Healthcare pioneer Nelson dies at 86
Stanley Nelson, praised for prescient decisionmaking in running healthcare organizations, died Aug. 3. He was 86.
Nelson was named to Modern Healthcare’s Health Care Hall of Fame in 1999 after a career in which he adapted to changes faster than his contemporaries.
Colleagues say one of his most audacious early decisions was to merge two rival hospitals in Minneapolis to form what’s now Abbott Northwestern Hospital, one of the largest hospitals in the state. That was in 1967, well before successive waves of healthcare mergers consolidated much of the hospital industry.
“He had a great vision for what changes needed to be made,” said Don Wegmiller, a friend and colleague of Nelson’s who formerly served as a top executive at Allina Health, which today owns Abbott Northwestern.
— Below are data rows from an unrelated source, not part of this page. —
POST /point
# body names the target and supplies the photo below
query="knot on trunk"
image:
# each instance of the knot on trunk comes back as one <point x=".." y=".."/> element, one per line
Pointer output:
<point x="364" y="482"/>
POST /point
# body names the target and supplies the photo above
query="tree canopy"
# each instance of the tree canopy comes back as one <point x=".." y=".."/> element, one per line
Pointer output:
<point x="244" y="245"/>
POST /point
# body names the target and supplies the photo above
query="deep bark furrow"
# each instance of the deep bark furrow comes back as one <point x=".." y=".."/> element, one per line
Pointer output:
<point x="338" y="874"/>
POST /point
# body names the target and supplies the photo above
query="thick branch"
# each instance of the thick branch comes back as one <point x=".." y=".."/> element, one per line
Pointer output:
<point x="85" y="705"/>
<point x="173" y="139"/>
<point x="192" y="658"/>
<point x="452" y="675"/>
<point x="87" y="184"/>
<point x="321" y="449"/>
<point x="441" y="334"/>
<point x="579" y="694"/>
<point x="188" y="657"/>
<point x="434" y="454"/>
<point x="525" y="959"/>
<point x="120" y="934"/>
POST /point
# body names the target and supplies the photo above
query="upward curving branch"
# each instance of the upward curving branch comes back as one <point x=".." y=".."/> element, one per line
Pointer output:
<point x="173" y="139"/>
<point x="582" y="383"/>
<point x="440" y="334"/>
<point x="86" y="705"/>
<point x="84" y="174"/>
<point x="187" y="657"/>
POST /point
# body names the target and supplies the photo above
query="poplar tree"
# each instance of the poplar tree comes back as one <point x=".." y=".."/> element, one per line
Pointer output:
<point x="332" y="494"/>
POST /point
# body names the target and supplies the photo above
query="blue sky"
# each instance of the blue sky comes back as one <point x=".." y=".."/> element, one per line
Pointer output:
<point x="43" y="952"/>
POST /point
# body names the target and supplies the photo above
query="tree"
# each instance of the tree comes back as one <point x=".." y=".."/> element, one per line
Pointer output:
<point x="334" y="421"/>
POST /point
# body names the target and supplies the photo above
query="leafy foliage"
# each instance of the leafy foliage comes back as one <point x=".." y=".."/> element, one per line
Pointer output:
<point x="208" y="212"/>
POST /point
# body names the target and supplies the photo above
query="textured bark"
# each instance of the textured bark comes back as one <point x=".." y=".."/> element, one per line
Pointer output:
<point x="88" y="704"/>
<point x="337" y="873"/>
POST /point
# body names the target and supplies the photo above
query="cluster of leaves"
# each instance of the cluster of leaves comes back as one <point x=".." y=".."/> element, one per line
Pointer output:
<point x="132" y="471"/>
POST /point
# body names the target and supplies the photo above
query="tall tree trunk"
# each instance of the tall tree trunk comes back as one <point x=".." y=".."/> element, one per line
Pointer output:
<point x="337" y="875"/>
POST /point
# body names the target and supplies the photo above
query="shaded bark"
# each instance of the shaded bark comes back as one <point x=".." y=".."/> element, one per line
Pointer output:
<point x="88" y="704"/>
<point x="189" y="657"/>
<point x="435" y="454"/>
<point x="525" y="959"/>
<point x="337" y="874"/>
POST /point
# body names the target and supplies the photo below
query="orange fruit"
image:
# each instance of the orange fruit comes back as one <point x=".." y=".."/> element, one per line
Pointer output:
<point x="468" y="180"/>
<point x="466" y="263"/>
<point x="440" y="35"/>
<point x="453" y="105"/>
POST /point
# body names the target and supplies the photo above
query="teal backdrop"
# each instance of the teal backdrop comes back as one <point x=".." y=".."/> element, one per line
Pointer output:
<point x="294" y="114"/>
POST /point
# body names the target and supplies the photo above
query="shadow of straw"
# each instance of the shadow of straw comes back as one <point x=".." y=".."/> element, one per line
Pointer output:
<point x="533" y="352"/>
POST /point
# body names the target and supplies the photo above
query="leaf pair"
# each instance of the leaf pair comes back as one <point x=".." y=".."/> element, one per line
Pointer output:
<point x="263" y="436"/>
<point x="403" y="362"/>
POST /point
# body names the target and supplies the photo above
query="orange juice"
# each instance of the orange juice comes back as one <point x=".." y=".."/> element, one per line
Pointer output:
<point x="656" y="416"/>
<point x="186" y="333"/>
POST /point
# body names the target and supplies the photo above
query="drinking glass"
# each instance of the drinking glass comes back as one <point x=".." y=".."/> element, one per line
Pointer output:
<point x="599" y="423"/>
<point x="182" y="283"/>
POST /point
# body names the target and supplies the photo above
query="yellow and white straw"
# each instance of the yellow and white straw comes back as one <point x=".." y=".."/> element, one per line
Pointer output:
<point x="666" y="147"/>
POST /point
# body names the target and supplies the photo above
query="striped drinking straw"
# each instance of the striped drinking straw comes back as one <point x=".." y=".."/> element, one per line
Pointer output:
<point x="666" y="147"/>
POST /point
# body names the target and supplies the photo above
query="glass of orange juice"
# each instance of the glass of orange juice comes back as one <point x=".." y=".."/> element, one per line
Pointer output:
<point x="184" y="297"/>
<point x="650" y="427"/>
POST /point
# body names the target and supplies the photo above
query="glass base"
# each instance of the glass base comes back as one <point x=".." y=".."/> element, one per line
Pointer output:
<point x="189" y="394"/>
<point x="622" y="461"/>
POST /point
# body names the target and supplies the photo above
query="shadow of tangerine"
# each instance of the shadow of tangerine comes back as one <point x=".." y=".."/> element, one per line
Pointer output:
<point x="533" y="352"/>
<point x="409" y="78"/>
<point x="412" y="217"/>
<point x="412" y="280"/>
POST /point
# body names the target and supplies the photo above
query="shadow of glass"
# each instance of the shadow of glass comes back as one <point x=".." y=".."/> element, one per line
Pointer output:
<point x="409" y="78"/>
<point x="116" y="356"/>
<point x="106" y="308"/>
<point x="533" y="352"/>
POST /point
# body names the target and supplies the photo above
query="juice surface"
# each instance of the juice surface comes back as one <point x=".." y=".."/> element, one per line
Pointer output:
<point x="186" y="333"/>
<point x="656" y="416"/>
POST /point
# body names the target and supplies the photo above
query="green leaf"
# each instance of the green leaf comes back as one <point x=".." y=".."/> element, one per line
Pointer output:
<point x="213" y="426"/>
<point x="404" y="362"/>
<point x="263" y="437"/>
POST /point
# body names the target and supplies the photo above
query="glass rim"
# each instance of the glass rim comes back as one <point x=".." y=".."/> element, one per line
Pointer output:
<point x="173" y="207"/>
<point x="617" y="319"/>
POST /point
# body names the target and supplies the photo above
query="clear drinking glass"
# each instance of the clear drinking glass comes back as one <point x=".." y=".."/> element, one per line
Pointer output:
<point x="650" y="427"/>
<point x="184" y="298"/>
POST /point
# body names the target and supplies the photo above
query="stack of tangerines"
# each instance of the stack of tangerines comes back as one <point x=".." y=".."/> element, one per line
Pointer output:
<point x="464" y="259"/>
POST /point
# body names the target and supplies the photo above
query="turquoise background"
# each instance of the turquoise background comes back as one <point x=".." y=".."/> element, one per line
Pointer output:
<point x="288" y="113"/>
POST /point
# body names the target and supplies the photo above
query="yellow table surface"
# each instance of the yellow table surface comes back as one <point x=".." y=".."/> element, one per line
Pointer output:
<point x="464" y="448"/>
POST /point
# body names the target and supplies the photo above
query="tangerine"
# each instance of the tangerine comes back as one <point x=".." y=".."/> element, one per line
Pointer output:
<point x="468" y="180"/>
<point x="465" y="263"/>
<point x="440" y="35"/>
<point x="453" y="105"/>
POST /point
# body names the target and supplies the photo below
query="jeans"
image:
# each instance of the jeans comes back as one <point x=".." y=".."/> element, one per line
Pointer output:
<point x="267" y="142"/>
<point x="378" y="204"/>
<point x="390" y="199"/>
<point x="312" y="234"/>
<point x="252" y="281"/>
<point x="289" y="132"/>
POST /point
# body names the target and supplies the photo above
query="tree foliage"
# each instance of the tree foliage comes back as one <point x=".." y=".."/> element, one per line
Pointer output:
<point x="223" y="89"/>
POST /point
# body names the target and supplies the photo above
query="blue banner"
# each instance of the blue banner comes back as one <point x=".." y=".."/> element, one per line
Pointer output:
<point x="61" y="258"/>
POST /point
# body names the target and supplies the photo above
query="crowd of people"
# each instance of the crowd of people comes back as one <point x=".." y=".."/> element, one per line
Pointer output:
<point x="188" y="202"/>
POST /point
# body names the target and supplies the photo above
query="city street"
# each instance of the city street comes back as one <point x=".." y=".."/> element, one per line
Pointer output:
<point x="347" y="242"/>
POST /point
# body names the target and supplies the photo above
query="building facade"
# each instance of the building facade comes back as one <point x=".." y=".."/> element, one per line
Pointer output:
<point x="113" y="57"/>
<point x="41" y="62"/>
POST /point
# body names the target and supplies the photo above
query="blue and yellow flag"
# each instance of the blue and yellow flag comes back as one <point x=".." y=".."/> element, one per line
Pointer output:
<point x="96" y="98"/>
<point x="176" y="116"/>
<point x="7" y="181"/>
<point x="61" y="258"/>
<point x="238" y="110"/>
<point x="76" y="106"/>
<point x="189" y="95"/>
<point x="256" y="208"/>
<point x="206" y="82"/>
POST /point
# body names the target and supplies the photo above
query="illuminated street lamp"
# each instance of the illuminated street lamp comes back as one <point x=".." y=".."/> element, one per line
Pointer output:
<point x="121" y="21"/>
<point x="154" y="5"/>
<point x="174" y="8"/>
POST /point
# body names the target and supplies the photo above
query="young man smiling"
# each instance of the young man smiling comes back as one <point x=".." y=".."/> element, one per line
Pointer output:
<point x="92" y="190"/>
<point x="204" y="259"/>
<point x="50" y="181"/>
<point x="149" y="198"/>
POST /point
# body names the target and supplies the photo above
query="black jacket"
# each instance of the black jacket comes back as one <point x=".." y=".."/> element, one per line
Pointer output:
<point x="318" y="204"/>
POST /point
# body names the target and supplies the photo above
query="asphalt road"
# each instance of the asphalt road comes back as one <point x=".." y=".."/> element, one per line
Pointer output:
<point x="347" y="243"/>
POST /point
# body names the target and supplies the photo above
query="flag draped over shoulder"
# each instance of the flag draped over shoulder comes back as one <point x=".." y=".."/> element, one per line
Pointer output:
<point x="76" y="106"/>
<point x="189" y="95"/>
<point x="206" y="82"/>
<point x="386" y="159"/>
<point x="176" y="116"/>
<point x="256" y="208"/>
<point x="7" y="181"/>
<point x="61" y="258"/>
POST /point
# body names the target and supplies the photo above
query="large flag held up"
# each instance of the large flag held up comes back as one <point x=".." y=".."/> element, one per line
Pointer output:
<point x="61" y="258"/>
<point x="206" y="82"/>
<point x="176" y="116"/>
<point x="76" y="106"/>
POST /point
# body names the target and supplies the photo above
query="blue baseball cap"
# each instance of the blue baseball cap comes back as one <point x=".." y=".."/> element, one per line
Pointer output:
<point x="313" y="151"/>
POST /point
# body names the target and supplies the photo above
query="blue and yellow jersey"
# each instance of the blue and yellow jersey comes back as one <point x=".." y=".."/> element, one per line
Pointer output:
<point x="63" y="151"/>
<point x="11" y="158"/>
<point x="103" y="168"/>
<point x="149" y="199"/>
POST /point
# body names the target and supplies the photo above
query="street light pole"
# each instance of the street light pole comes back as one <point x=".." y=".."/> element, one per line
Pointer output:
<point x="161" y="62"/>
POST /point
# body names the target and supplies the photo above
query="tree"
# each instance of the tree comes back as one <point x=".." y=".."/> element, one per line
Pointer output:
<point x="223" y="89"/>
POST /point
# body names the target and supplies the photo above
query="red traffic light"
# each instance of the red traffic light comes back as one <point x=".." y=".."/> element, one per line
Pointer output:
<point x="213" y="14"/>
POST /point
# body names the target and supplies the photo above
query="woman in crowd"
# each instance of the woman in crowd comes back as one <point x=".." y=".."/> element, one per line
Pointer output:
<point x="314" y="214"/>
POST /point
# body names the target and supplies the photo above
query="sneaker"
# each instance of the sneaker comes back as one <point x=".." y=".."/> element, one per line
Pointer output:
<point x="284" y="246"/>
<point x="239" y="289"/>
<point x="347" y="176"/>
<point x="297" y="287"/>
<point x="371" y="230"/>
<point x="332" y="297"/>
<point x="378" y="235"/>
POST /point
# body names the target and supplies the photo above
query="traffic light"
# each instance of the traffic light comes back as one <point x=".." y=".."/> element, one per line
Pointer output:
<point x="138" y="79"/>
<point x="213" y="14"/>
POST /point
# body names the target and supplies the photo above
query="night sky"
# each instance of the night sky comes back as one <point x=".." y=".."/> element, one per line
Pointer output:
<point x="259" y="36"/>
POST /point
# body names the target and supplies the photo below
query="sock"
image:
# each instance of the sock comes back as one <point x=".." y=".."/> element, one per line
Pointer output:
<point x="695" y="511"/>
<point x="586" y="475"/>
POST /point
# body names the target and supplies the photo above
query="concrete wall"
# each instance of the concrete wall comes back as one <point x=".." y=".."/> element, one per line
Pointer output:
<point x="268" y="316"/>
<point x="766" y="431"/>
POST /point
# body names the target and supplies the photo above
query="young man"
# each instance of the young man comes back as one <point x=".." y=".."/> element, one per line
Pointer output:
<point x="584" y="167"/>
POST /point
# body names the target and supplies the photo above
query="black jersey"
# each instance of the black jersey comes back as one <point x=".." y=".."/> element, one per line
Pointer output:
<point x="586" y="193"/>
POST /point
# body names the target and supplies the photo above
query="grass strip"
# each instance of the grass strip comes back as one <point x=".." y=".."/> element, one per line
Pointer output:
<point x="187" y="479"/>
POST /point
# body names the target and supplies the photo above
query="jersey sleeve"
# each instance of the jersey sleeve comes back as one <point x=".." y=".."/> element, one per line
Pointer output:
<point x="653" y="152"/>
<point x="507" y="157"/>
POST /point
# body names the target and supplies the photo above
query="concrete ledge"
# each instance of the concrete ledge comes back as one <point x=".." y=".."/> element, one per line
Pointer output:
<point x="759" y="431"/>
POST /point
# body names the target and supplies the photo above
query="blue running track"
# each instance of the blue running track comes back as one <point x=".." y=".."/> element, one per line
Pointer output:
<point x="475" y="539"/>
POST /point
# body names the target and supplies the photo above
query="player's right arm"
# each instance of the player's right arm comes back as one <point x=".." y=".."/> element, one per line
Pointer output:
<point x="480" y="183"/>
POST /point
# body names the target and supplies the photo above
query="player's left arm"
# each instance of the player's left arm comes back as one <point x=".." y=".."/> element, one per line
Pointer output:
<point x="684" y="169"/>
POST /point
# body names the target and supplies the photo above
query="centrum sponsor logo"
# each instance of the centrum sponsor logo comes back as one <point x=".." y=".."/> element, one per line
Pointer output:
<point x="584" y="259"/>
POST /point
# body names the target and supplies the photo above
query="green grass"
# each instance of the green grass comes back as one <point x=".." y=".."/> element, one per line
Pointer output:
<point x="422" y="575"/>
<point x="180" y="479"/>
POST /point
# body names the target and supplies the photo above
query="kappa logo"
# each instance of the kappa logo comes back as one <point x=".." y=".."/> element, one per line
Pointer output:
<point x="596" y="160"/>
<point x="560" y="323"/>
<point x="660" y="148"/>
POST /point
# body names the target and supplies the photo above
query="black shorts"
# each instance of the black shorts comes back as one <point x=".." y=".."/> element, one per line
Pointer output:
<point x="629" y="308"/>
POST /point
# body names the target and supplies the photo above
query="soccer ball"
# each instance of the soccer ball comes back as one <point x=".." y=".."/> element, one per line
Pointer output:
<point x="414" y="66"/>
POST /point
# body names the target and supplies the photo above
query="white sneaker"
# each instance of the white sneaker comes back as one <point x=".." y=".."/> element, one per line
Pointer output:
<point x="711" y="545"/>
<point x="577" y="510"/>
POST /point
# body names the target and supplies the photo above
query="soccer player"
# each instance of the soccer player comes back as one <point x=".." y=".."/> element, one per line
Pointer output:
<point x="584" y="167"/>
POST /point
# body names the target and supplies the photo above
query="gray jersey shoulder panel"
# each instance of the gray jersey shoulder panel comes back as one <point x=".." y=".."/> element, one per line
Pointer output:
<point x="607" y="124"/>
Wegmiller said Nelson personally lobbied Henry Ford to donate $200 million to expand the ailing Henry Ford Hospital in downtown Detroit by establishing outpatient clinics in outlying communities during the suburban exodus of the 1970s.
“That was, again, unheard of,” Wegmiller said. “People said, academic medical centers are downtown. They run a hospital and that’s what they do. And Stanley had the vision to say, no, that has to change. And he did it.” Nelson was later credited as the “conceptual architect” for the entity known today as Henry Ford Health System.
Nelson also served as a founder of Voluntary Hospitals of America, which eventually became the Irving, Texas-based VHA, and he was chairman of the American Hospital Association in 1982.
In 1993, Nelson and others formed the Scottsdale Institute, a not-for-profit consortium of healthcare organizations that plan and share information on healthcare information technology trends.